As data grows in size, search engines face new challenges in extracting more relevant content for users’ searches. As a result, a number of retrieval and ranking algorithms have been employed to ensure that the results are relevant to the user’s requirements. Unfortunately, most existing indexes and ranking algorithms crawl documents and web pages based on a limited set of criteria designed to meet user expectations, making it impossible to deliver exceptionally accurate results. As a result, this study investigates and analyses how search engines work, as well as the elements that contribute to higher ranks. This paper addresses the issue of bias by proposing a new ranking algorithm based on the PageRank (PR) algorithm, which is one of the most widely used page ranking algorithms We propose weighted PageRank (WPR) algorithms to test the relationship between these various measures. The Weighted Page Rank (WPR) model was used in three distinct trials to compare the rankings of documents and pages based on one or more user preferences criteria. The findings of utilizing the Weighted Page Rank model showed that using multiple criteria to rank final pages is better than using only one, and that some criteria had a greater impact on ranking results than others.
The World Wide Web (WWW) is comprised of billions of web pages containing massive amounts of data. Users can use search engines to find useful information among the vast amount of data available. The current search engines, on the other hand, do not fully satisfy the demand for high-quality information search services. This creates difficulties in retrieving information, and several ranking systems are used to navigate through the search results. For ordering web pages, page rank algorithms are well recognised. Ranking algorithms have evolved into a useful tool for sorting and retrieving relevant web pages based on the user’s interests.

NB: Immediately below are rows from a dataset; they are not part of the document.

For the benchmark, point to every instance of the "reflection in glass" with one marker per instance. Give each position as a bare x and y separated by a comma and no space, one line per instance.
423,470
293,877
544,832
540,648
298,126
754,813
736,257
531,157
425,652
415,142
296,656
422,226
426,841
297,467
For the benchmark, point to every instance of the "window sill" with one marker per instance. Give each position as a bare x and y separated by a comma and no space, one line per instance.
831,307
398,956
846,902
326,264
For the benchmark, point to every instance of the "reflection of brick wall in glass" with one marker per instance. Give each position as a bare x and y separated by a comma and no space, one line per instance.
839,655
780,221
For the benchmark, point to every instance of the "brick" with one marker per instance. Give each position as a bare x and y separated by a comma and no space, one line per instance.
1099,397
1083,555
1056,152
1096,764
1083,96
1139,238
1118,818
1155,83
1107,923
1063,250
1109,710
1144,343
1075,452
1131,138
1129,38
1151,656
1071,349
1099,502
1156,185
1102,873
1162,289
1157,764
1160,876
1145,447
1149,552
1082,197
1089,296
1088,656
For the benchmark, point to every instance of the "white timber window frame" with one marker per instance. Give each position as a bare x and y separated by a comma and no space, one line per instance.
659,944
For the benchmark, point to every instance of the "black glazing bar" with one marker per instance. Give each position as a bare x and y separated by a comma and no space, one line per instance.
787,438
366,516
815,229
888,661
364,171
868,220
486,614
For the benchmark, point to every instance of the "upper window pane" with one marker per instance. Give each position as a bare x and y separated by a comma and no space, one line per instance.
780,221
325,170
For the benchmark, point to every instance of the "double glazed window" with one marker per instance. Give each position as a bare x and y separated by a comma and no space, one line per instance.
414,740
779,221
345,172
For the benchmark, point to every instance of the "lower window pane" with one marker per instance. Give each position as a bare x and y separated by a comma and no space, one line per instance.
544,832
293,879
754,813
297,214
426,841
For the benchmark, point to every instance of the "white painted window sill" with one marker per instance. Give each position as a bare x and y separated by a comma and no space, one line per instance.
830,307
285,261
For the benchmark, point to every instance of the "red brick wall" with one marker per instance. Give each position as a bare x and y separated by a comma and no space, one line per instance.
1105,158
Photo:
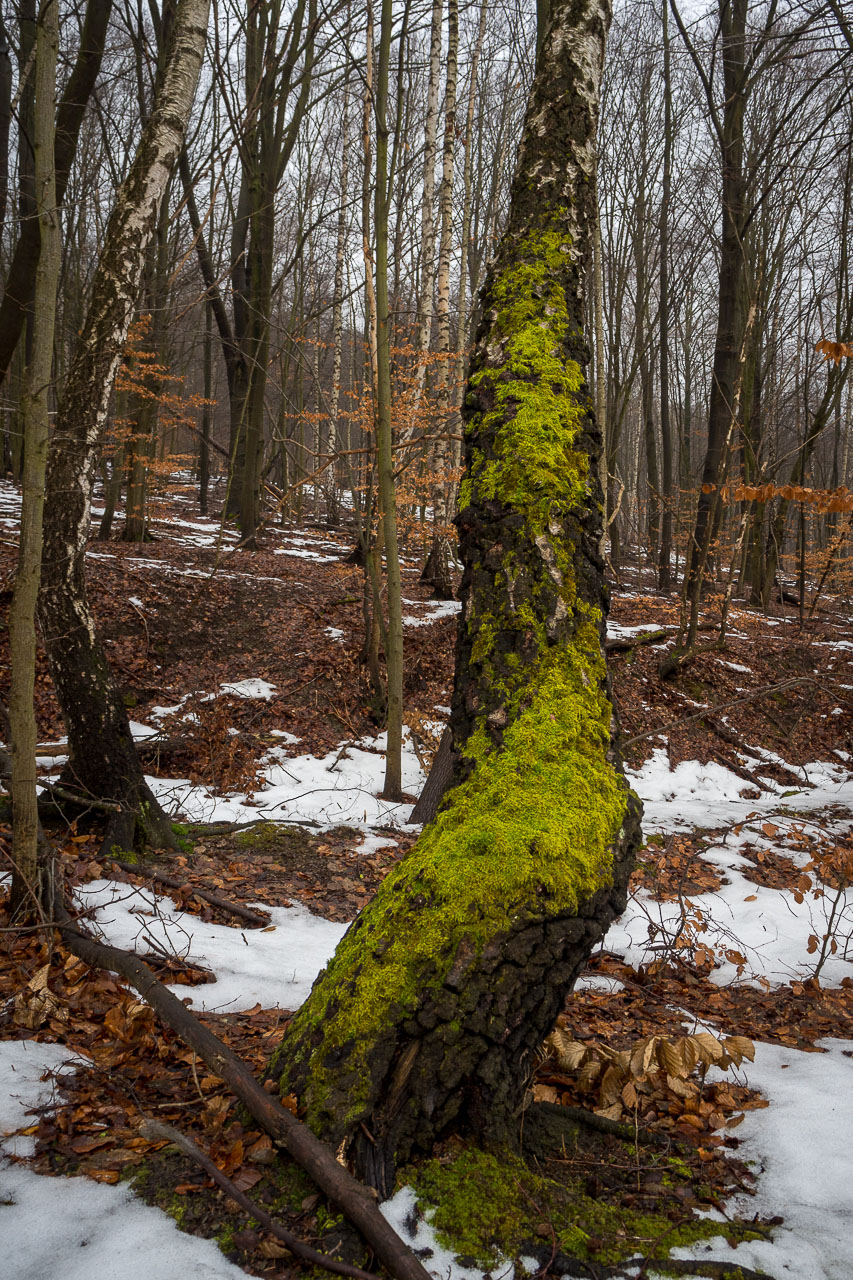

To make use of a wide range of data from the internet, time and money are required to collect and analyse data. Extracting useful information from web data and producing benefit content necessitates data extraction, transformation, and rework. Web crawlers have recently gained popularity as a method of extracting vital information from a website. Because their web crawling behaviour is similar to that of a spider crawling through a web, web crawlers are also known as web spiders. The web crawler regularly visits the web server, gathers vital information on every appended homepage, automates the process of following each link and gathering information, analyses the content of each online page, and attaches to each web page one by one to collect the data.
The Weighted Page Ranking (WPR) is a metric that measures how well web pages are ranked. Web structure and content mining techniques are combined in this manner. The importance of a page is determined by web structure mining, while the relevancy of a page is determined by web content mining. The number of pages that point to or are referred to by a page is defined as its popularity here. It can be computed using the page’s number of in links and out links. Relevancy refers to the page’s compatibility with the executed query. A page becomes more relevant if it is maximally matched to the query.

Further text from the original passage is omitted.